Posted by: Aron | June 23, 2006 at 06:41 PM
"I suspect I will end up owning one of these players, and getting at least 5 solid years of use from it. My threshold is 300$ and full studio support."
Your standards are low. I won't buy HD until the prices go below $100 with 10,000 titles, no down-sampling for non-HDCP equipment, no DRM, and no lame copy protection. In short, never. The studios are cheap, short-sighted, and selfish. They fail to see what drives a typical user - value, choice, convenience.
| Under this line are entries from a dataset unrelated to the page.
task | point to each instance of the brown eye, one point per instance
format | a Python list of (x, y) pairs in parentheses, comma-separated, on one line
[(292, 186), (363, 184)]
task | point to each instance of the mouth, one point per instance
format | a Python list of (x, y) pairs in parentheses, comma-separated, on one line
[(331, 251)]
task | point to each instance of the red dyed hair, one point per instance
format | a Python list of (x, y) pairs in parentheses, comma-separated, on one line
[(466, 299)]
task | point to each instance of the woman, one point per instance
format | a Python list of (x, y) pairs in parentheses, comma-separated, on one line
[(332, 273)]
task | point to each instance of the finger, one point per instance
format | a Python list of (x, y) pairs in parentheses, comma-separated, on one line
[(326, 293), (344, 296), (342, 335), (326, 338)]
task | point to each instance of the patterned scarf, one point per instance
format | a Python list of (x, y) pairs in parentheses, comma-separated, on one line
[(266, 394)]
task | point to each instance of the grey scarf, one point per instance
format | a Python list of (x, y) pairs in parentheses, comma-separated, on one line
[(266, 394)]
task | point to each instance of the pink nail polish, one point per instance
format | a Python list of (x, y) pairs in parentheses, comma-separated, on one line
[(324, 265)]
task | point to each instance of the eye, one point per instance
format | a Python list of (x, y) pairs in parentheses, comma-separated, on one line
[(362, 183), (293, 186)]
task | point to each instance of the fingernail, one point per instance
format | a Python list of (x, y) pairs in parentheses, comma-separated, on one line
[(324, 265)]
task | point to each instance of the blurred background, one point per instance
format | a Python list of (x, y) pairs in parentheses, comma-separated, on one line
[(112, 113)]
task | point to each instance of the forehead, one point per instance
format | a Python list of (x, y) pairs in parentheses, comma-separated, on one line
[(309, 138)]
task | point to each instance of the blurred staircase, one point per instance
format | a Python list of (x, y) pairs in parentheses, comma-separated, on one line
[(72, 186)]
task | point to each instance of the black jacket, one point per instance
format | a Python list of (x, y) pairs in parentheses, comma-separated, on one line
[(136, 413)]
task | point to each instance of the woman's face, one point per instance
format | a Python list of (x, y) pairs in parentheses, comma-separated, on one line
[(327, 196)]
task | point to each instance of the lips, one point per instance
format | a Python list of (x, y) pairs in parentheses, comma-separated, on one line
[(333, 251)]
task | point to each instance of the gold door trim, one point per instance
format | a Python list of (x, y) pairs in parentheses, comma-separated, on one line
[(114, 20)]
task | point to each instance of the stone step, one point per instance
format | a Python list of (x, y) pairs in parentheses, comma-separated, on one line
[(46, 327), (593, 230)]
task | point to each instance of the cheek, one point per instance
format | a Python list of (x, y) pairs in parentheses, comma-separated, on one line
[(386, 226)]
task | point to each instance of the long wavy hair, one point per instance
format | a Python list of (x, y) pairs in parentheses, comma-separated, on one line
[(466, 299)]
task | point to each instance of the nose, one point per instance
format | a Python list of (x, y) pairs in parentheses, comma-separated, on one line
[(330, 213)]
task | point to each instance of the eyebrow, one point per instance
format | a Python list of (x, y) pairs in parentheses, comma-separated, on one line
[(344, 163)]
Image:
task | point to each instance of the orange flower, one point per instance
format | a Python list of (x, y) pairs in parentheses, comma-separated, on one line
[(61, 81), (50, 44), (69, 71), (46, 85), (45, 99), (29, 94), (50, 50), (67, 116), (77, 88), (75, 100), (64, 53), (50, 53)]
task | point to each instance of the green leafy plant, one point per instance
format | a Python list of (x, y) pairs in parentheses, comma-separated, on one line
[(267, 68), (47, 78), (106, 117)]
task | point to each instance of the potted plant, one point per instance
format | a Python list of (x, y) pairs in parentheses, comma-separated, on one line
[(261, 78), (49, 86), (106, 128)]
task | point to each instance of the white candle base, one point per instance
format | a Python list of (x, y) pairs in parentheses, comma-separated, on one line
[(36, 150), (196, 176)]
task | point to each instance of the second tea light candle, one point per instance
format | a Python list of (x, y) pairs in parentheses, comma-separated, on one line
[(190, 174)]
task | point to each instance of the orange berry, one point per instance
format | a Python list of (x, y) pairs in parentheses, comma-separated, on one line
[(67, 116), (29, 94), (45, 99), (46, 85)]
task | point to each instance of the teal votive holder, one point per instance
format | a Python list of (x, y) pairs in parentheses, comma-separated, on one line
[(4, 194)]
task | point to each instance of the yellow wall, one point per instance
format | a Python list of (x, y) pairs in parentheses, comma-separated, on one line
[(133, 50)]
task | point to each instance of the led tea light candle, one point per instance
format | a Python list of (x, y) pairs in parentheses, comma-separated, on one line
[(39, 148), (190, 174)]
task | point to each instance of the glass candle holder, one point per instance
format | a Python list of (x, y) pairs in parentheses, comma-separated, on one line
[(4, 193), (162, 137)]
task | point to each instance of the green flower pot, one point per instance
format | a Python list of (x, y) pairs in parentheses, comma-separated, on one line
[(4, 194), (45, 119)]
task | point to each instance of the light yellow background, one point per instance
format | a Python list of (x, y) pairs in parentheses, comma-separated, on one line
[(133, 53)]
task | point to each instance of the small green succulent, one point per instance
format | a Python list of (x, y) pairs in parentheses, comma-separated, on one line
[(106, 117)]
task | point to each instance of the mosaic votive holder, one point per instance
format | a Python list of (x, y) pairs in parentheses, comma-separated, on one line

Quality doesn't matter much to most people. The quality of DVD hasn't been fully tapped by the studios. Very few DVDs are reference quality. Many have errors and defects, like missing scenes or dialogue. Every studio is guilty of this, and most don't even bother to replace the defective DVDs already sold. That makes consumers wary of buying things, since they might get stuck with a defective or incomplete copy of a favorite movie.
http://forum.dvdtalk.com/showpost.php?p=2016632&postcount=14
The studios need more quality control on the DVDs and they need to improve their encoding standards. Nobody needs HD, the studios need to start using DVD to its fullest potential. Don't squeeze movie and extras onto a single disc, for example. Use a FULL dual-layer DVD for the movie, and one more for extras. Use higher-quality scanners, like Grass Valley's Spirit 4k Datacine.
Most people can't tell Dolby from DTS audio. Most TVs, even LCD and plasma, look the same whether you view 16x9 movies or letterboxed movies zoomed-in. The devices aren't capable of showing gains in audio or video quality. People who upgrade to HD are mostly kidding themselves. No speakers can sound even half as good as 5-30,000 Hz reference headphones. So, what's the point of having more fidelity when it will just get washed away by playing it back on speakers???